Amid widespread violence and killings, rural West Bengal braces for the crucial three-tier panchayat polls on Saturday, which serve as a litmus test for the 2024 parliamentary elections and hold the power to reshape the state’s political landscape. Around 5.67 crore voters are likely to exercise their franchise to choose representatives for nearly 928 seats across 22 zilla parishads, 9,730 panchayat samities, and 63,229 gram panchayat seats.
Chief Minister and TMC supremo Mamata Banerjee and the party’s national general secretary Abhishek Banerjee led the party’s campaign while stressing the need to shun strong-arm tactics by its cadres and allow more democratic space to the political opponents to avoid the rerun of the 2018 rural polls, when it had won around 34 percent of the seats uncontested.
BJP state president Sukanta Majumdar, national vice president Dilip Ghosh, and leader of opposition Suvendu Adhikari led the saffron party’s campaign, whereas state Congress president Adhir Ranjan Chowdhury and CPI(M) state secretary Mohammed Salim led their parties’ respective poll drives.
The Indian Secular Front (ISF), with its limited presence in parts of North and South 24 Parganas, too grabbed headlines as its leader and lone MLA, Nawsad Siddique, led the party’s campaign, which often resulted in clashes with the ruling TMC in Bhangor in South 24 Parganas.
Since the day the polls were announced on 8 June, widespread violence has been reported in various parts of the state, leading to the deaths of over a dozen people, including a teenager. A Congress worker was allegedly beaten to death by unidentified people in West Bengal’s Murshidabad district ahead of the panchayat polls in the state, police said on Friday. The incident took place in the Raninagar area, hours before Governor C V Ananda Bose reached the district to visit violence-hit areas there, a senior officer said.

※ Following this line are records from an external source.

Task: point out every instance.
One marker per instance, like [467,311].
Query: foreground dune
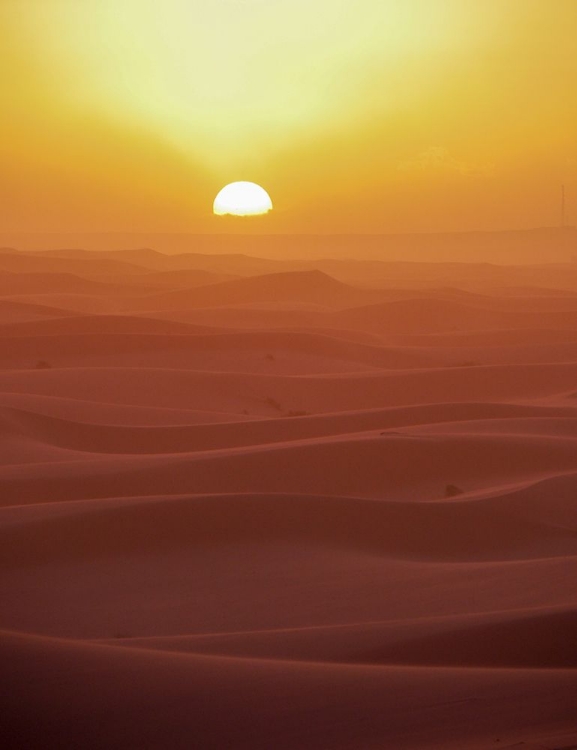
[251,503]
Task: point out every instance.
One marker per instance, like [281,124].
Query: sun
[242,199]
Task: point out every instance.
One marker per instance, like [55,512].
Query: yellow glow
[242,199]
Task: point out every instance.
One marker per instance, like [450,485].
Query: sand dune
[314,394]
[253,503]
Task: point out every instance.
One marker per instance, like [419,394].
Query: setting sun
[242,199]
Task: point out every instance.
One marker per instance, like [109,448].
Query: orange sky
[372,116]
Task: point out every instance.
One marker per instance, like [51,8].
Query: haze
[374,116]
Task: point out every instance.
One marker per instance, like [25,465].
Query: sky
[373,116]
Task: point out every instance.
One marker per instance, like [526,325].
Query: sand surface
[251,503]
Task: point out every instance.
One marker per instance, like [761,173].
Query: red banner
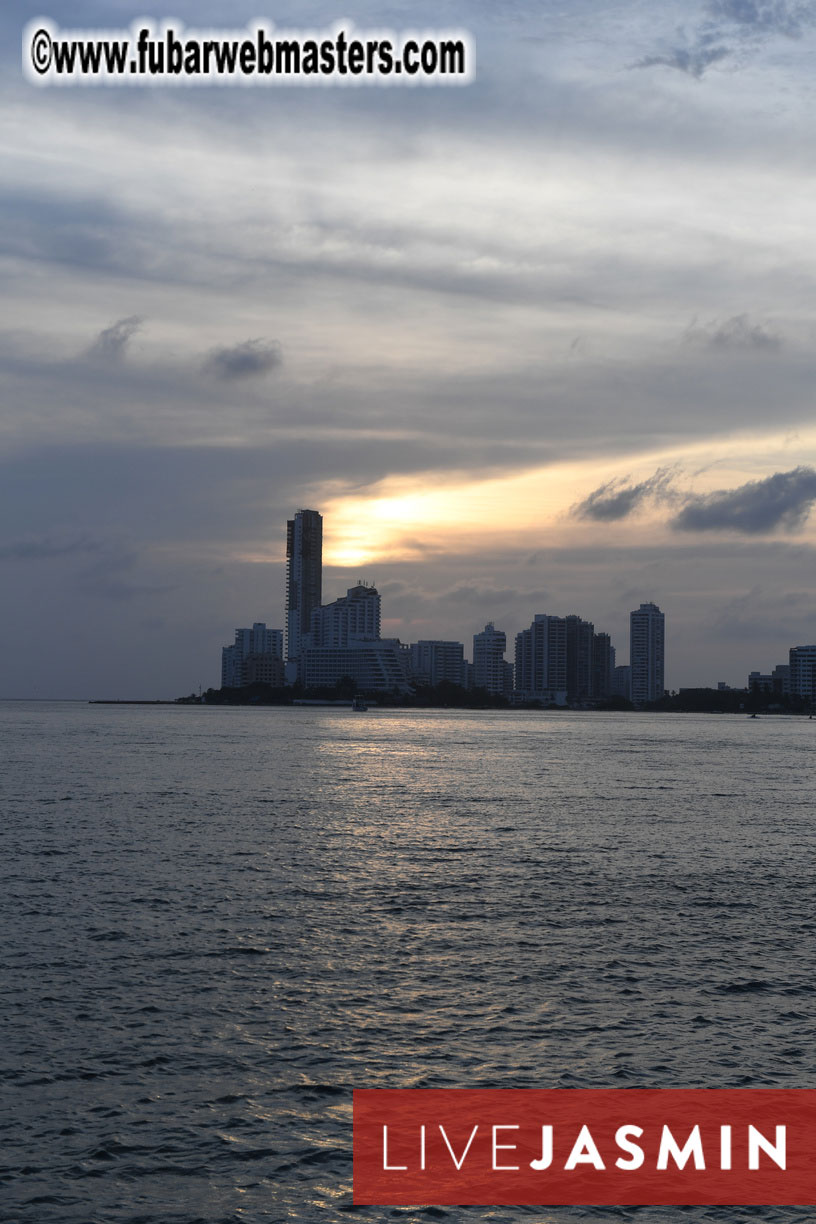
[631,1146]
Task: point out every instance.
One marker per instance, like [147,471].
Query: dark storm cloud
[615,500]
[113,340]
[781,501]
[251,359]
[116,578]
[730,26]
[693,59]
[733,333]
[765,16]
[47,547]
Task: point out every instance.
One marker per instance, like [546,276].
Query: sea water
[219,922]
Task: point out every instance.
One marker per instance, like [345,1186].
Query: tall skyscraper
[304,575]
[579,657]
[489,667]
[803,671]
[541,659]
[646,653]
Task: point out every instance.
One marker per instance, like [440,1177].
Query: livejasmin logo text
[585,1151]
[589,1146]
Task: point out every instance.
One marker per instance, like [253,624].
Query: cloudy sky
[542,343]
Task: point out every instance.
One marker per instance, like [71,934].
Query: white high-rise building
[256,654]
[354,617]
[432,662]
[304,575]
[646,654]
[803,671]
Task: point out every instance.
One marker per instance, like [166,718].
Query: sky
[542,343]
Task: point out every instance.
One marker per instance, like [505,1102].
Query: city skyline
[543,340]
[559,660]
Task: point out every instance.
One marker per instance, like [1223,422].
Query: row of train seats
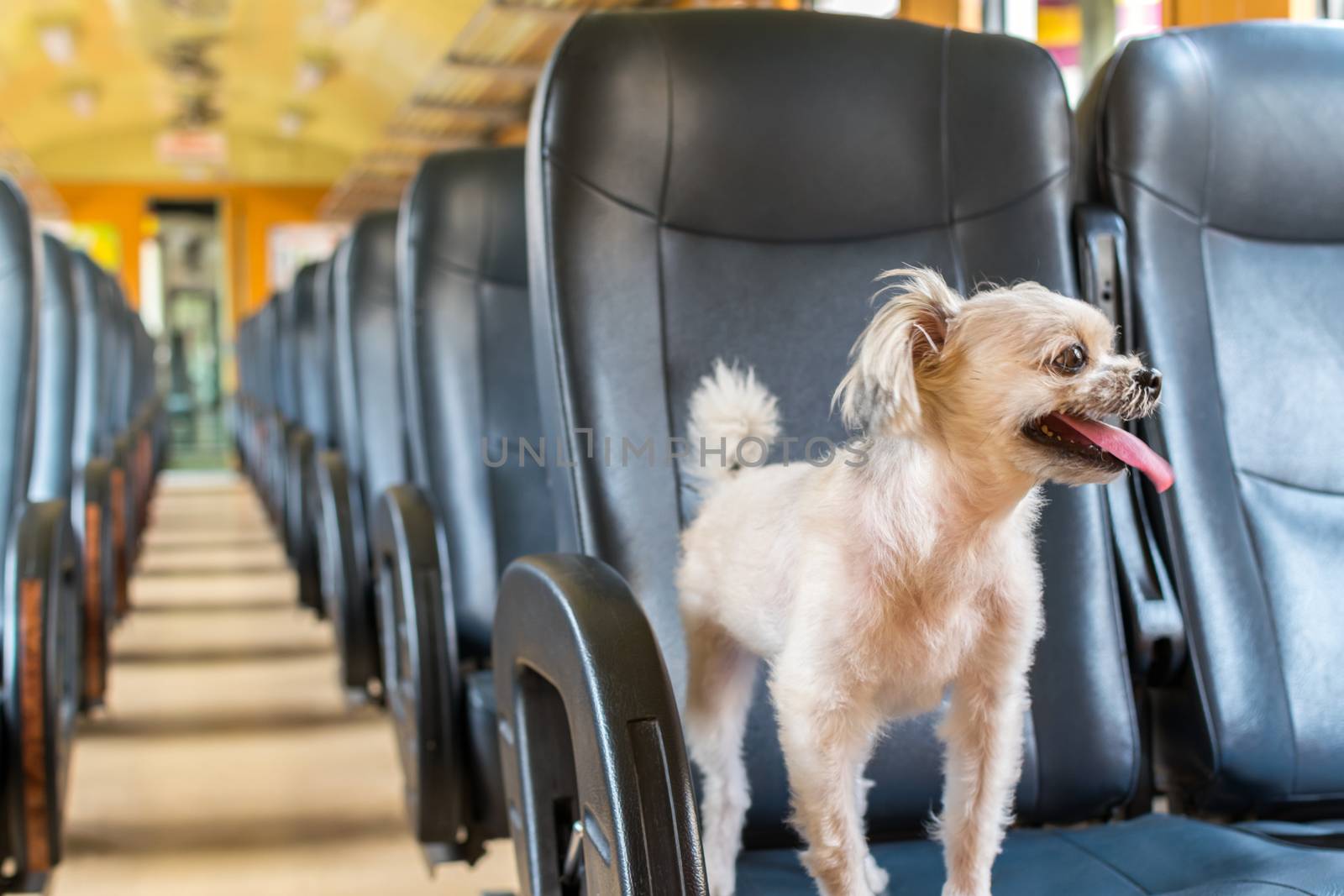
[82,437]
[727,183]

West Bengal Governor C. V. Ananda Bose reached Murshidabad district to visit the violence-hit areas on Friday, a day before the rural polls in the state. He is expected to hold meetings with senior officers later in the day, a district official said. The governor reached Berhampore, the district headquarters, by train this morning and is expected to visit some places before returning to Kolkata this evening, he said.
Bose will visit places like Domkal, Khargram, Navagram, and Beldanga, where clashes among political parties have been reported in the run-up to the rural polls. Meanwhile, fresh violence was reported in the Ranninagar area of Murshidabad, another district official said. The governor has opened a ‘Peace Home’ at the Raj Bhavan to address the complaints of the common people. So far, 16 people have been killed in violence connected to the elections in the state, according to officials.
The polls to elect representatives for village councils will be held under the watchful eyes of central forces for the second time since the inception of the Panchayati Raj system in Bengal in the late Seventies. Nearly 65,000 active central police personnel and 70,000 state police personnel will be deployed for the polls, officials said.